Torturing Data in the Name of Nonsense
BY GARY SMITH
Spiritualism began more than 150 years ago with the three Fox sisters: Leah, Margaret, and Kate. People who attended their séances reported that the deceased used rapping sounds to communicate with the living. (Margaret eventually admitted that the mysterious sounds were made by the sisters cracking their toe joints!) The subsequent decades have seen an amazing array of mind-over-matter tricks involving entertainers jangling tambourines, bending spoons, and abusing other props.
Nowadays, in our age of big data and big computers, peer-reviewed research is often used to demonstrate the existence of implausible mental powers. Every study of implausible mental feats that I’ve looked at—and I’ve looked at many—provides further evidence of the wisdom of Nobel-laureate Ronald Coase’s wry observation, “If you torture the data long enough, it will confess.” I will illustrate this statistical mischief with several life-and-death examples.
Scary Days
The British Medical Journal, one of the world’s top medical journals, published a study provocatively titled, “The Hound of the Baskervilles Effect,” referring to Sir Arthur Conan Doyle’s story in which Charles Baskerville dies of a heart attack while he is being pursued down a dark alley by a vicious dog:
The dog, incited by its master, sprang over the wicket-gate and pursued the unfortunate baronet, who fled screaming down the yew alley. In that gloomy tunnel it must indeed have been a dreadful sight to see that huge black creature, with its flaming jaws and blazing eyes, bounding after its victim. He fell dead at the end of the alley from heart disease and terror.
The study’s author argued that Japanese and Chinese Americans are similarly susceptible to heart attacks on the fourth day of every month because in Japanese, Mandarin, and Cantonese, the pronunciation of four and death are very similar. Four is an unlucky number for many Asian-Americans, but are they really so superstitious and fearful that the fourth day of the month—which, after all, happens every month—is as terrifying as being chased down a dark alley by a ferocious dog?

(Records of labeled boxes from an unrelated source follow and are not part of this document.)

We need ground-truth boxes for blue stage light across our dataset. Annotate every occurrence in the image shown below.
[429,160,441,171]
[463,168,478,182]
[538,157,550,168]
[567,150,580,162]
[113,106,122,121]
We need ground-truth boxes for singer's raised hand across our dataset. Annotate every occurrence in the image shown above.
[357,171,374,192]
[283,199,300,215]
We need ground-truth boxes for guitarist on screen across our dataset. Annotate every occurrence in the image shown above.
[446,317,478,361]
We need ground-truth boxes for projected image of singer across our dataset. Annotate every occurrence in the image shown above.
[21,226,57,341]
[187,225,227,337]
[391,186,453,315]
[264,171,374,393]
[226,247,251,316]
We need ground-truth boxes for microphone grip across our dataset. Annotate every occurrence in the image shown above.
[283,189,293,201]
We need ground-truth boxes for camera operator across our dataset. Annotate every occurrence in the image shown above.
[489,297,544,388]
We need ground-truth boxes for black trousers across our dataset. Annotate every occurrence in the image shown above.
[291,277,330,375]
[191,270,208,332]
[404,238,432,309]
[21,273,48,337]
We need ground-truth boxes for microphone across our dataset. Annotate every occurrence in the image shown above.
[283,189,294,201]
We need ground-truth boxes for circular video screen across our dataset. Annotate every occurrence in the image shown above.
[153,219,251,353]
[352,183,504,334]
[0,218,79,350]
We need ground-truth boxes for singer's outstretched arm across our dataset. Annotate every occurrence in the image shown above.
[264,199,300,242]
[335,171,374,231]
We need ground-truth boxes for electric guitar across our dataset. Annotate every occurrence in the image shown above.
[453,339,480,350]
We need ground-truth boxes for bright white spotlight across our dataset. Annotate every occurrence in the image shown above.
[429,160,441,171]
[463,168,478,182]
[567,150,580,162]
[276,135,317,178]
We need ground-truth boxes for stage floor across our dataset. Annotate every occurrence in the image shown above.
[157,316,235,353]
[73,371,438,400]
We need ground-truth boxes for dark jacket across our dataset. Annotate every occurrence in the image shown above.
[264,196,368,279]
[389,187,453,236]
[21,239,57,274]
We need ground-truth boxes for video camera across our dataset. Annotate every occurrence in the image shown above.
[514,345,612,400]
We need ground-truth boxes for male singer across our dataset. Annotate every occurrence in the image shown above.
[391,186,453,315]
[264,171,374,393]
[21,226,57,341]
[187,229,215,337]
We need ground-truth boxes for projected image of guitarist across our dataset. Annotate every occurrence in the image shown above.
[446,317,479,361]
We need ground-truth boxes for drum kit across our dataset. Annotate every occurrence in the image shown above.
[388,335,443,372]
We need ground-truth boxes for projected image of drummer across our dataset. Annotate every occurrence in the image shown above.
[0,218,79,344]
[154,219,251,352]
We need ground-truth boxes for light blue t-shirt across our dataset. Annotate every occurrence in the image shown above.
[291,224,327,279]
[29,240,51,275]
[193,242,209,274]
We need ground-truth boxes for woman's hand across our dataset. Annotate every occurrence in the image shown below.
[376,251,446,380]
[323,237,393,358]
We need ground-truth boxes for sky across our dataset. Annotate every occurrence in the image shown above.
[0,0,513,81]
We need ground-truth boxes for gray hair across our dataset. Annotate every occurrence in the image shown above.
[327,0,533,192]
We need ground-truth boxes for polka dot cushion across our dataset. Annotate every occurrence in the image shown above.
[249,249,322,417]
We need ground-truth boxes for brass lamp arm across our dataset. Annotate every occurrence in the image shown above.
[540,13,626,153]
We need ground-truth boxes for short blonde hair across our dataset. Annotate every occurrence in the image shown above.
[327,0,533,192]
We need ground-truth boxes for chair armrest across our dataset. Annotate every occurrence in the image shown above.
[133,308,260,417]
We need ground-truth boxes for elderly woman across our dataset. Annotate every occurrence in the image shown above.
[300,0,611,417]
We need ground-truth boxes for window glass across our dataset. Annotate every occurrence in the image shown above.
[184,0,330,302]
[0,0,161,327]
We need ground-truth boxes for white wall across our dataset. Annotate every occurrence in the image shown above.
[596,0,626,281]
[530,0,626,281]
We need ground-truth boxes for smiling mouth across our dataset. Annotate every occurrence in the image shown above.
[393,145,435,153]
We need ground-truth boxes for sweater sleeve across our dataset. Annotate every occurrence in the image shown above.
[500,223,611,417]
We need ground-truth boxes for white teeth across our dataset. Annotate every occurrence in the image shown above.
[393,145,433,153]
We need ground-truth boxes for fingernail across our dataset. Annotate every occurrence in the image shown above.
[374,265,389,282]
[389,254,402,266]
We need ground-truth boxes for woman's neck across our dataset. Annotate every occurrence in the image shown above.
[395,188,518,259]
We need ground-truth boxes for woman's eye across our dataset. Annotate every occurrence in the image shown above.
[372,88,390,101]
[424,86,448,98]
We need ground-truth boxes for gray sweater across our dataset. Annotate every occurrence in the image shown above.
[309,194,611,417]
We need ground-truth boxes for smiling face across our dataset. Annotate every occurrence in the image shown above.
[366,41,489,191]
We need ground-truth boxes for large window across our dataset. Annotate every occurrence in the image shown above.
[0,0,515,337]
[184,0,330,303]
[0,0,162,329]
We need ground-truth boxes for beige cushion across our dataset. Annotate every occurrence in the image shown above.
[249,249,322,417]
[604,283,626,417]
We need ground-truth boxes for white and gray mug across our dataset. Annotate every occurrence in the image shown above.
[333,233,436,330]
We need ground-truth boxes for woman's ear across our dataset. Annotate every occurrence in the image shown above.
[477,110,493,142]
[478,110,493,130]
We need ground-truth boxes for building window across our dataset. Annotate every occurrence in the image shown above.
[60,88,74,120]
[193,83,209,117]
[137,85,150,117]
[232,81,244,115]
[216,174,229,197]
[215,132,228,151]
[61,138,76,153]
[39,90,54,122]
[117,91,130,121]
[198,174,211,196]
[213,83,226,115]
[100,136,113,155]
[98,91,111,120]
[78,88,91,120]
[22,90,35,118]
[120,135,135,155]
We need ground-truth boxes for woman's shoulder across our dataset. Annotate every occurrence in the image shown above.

I looked at the Baskervilles study (isn’t the BS acronym tempting?) and found that the authors examined California data for Japanese and Chinese Americans who died of coronary disease. Of those deaths that occurred on the third, fourth, and fifth days of the month, I found that 33.9 percent were on day 4, which does not differ substantially or statistically from the expected 33.3 percent. So, how did the Baskervilles study come to the opposite conclusion? They tortured the data. There are dozens of categories of heart disease and they only reported results for the five categories in which more than one-third of the deaths occurred on day 4. Unsurprisingly, attempts by other researchers to replicate their results failed.
Illustration in this article by Anna Maltese
Cruel Parents
Another study compared the age at death of people with positive initials (like ACE), negative initials (like ASS), and neutral initials (like AGW). The authors reported that, on average, compared to people with neutral initials, males with positive initials lived 4.5 more years, males with negative initials lived 2.8 fewer years, females with positive initials lived 3.4 more years, and that there was no difference for females with negative initials. A 4.5-year difference in life expectancy is larger than the difference between the United States and Venezuela and almost as large as the difference between the United States and Algeria. There are plausible explanations for the differences between the United States and Venezuela or Algeria. There is no comparable scientific explanation for why initials might have such large effects on life expectancy.
There were two problems with this study. One is the suspicious labeling of initials. Why did their list of negative initials include BUG but not FAG, DUD but not DUM, HOG but not FAT? Perhaps they labeled initials to fit the data. The second problem is that they compared the age at death of people who died in the same year, instead of people who were born in the same year. Suppose, for example, that mortality rates are identical for people with positive and negative initials, but that negative initials are more common today than in the past. If so, recently deceased people with negative initials will be younger than people with other initials.